It is required to recognize text from forms with boxes given for each character input.
I have tried using bounding box for each input and cropping that particular input, i.e I can get all the boxes for inputting in 'Name' field. But when I try to detect individual boxes in the group of boxes, I am not able to do so and the opencv returns only one contour for all the boxes. The file referred in the for loop is a file containing coordinates of the bounding box. The cropped_img is the image which belongs to a single field's input(eg. Name).
Full form image
This is the image of the form.
cropped image for each field
It contains many boxes for inputting characters. Here the number of the contours detected is always one. Why am I not able to detect all individual boxes? In short, I want all the individual boxes in the cropped_img.

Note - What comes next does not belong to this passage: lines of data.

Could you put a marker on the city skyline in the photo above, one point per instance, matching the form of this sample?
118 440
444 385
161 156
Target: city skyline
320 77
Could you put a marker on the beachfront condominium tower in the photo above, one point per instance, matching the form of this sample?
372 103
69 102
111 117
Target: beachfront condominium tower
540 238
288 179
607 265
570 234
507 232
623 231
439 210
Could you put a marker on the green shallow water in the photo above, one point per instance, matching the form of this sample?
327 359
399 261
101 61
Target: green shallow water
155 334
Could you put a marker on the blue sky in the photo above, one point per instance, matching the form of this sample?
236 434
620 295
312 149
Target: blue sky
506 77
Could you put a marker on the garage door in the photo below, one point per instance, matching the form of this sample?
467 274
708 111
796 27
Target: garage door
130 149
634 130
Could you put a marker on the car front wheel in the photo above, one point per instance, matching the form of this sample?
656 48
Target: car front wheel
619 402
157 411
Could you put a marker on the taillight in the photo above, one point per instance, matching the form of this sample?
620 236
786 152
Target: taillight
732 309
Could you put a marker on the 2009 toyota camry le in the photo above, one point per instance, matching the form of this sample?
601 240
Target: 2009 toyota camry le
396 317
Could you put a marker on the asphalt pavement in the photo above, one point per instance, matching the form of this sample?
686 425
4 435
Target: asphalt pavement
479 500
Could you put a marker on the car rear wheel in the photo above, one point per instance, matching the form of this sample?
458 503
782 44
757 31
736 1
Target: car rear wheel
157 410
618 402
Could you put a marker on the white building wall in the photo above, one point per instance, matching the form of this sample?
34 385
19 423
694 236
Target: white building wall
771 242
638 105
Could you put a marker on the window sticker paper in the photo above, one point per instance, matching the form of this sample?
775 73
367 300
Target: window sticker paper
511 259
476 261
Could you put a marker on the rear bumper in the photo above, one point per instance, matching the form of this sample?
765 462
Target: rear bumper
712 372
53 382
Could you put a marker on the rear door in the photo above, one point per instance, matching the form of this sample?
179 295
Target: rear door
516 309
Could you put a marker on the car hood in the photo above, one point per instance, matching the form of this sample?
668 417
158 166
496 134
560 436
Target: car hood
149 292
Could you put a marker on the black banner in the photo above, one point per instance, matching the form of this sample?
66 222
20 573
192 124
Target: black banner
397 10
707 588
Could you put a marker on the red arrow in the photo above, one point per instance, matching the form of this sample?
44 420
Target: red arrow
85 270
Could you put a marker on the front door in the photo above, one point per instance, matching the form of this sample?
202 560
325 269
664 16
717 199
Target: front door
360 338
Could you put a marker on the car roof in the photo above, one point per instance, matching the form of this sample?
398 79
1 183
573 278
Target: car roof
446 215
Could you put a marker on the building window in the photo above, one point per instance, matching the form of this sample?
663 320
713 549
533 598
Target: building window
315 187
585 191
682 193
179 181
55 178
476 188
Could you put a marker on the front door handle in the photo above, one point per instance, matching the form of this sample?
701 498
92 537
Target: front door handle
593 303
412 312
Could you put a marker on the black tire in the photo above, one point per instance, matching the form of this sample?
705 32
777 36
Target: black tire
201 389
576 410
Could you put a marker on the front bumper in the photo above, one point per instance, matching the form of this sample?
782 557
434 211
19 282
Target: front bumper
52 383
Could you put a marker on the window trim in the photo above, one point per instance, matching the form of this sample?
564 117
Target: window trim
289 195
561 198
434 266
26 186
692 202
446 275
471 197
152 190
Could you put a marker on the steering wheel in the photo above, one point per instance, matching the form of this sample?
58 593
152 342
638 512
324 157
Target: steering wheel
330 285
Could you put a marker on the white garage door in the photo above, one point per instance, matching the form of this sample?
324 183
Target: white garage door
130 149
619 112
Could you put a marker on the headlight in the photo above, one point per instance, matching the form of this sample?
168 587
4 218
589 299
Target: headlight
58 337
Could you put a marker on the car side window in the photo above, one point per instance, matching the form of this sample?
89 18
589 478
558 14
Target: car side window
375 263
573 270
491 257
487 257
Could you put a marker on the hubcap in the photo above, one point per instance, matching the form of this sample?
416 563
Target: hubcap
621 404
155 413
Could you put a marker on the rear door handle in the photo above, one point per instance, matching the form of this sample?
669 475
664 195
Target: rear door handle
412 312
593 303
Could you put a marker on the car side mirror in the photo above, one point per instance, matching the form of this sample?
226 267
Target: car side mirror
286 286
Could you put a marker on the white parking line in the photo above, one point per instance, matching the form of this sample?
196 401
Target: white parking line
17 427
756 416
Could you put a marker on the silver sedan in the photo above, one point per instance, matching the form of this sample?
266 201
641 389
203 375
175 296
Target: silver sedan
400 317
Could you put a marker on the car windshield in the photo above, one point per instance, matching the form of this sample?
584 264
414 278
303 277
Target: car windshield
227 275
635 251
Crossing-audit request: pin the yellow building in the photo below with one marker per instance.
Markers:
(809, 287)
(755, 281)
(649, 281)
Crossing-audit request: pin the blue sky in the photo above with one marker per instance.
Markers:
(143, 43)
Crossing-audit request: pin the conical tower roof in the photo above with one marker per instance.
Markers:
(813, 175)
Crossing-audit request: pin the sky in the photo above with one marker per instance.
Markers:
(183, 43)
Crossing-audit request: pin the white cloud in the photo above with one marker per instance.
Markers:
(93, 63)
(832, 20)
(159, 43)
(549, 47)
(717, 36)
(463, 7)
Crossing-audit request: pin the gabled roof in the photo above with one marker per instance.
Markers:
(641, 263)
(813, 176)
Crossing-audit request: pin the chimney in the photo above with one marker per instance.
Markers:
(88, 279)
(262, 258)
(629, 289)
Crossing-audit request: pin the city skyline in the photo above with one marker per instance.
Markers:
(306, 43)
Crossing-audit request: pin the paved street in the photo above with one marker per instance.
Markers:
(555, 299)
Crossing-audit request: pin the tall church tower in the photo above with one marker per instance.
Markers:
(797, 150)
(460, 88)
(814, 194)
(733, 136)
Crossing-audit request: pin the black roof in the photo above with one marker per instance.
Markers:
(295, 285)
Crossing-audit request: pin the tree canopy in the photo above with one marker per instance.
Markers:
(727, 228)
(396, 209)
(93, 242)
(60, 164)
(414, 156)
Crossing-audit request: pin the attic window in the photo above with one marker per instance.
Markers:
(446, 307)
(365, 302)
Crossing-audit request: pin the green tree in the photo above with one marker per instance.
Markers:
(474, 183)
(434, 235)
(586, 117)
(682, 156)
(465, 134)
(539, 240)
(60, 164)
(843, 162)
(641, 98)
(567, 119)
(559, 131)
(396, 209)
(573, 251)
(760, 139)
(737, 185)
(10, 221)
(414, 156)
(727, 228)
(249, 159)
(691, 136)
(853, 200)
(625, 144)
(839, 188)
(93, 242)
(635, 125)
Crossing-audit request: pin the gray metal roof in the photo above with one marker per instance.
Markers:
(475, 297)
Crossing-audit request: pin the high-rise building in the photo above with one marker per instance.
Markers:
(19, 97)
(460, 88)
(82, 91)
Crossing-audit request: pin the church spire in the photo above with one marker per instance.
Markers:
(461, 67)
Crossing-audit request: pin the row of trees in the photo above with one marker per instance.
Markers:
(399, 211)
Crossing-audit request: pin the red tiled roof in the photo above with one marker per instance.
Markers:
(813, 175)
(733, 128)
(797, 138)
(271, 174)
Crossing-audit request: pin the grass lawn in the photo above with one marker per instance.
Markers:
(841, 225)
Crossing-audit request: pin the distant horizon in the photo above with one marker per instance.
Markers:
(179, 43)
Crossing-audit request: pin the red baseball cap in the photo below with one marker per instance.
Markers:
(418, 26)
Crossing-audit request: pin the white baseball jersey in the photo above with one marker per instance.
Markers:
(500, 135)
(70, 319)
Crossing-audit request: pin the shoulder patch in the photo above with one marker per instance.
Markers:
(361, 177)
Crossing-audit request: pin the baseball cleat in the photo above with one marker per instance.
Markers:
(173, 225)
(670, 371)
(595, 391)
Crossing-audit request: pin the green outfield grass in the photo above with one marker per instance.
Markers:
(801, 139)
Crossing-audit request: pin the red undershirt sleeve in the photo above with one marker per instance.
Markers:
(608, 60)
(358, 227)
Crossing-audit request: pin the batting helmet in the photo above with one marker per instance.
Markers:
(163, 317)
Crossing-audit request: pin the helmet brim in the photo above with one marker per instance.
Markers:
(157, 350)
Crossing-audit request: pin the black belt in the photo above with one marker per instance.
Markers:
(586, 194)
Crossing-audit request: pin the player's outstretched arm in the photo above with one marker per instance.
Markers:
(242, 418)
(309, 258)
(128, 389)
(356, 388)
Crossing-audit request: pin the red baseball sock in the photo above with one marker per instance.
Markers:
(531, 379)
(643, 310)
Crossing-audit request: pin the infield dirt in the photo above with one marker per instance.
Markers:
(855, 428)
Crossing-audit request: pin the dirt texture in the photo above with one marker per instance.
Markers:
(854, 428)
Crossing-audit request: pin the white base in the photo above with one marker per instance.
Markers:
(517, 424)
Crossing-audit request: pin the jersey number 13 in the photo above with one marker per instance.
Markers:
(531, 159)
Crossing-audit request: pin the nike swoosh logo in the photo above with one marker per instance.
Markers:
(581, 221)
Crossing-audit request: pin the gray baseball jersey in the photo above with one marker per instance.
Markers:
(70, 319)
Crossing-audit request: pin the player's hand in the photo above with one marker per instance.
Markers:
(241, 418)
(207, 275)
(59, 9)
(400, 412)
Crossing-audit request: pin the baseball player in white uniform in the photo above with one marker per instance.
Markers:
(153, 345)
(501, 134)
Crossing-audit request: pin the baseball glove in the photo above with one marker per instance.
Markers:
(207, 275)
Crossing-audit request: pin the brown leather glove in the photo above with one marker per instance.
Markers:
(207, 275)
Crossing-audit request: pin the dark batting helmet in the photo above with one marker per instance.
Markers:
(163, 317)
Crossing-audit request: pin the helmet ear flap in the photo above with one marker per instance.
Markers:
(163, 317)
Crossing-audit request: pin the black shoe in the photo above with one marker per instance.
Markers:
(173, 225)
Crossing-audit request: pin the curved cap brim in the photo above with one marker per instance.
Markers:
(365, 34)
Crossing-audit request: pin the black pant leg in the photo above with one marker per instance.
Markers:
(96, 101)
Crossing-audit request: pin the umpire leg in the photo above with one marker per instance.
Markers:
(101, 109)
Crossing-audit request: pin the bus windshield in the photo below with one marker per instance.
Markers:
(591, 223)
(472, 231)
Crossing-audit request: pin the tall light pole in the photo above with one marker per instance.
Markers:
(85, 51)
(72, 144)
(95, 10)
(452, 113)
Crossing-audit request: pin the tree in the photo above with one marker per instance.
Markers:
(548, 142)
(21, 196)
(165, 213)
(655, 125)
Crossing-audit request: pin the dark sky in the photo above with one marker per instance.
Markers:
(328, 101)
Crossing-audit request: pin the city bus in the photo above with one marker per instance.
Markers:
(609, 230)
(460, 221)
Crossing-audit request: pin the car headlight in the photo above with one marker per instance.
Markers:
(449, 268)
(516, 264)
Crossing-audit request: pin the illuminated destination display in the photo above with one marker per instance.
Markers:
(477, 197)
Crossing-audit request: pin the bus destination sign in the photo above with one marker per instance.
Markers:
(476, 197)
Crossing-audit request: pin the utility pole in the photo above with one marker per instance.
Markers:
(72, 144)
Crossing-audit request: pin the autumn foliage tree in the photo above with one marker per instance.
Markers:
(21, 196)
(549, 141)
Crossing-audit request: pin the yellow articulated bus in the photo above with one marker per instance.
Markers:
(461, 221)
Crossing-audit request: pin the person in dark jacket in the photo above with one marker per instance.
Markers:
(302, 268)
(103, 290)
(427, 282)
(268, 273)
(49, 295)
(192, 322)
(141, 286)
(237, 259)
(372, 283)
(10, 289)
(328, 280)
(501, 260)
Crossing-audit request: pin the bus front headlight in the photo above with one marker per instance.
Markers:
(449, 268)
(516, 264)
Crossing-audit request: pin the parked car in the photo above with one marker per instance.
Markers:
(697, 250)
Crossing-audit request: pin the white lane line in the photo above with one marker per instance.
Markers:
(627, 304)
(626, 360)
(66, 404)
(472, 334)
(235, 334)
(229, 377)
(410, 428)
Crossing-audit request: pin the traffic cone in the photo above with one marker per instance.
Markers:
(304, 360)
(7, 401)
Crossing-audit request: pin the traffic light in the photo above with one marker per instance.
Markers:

Also, any other idea for approaching the task of form ocr is really appreciated!
for line in file.read().split("\n"):
if len(line)==0:
continue
region = list(map(int,line.split(' ')[:-1]))
index=line.split(' ')[-1]
text=''
contentDict={}
#uzn in format left, up, width, height
region[2] = region[0]+region[2]
region[3] = region[1]+region[3]
region = tuple(region)
cropped_img = panimg[region[1]:region[3],region[0]:region[2]]
index=index.replace('_', ' ')
if index=='sign' or index=='picture' or index=='Dec sign':
continue
kernel = np.ones((50,50),np.uint8)
gray = cv2.cvtColor(cropped_img, cv2.COLOR_BGR2GRAY)
ret, threshold = cv2.threshold(gray,127,255,cv2.THRESH_BINARY)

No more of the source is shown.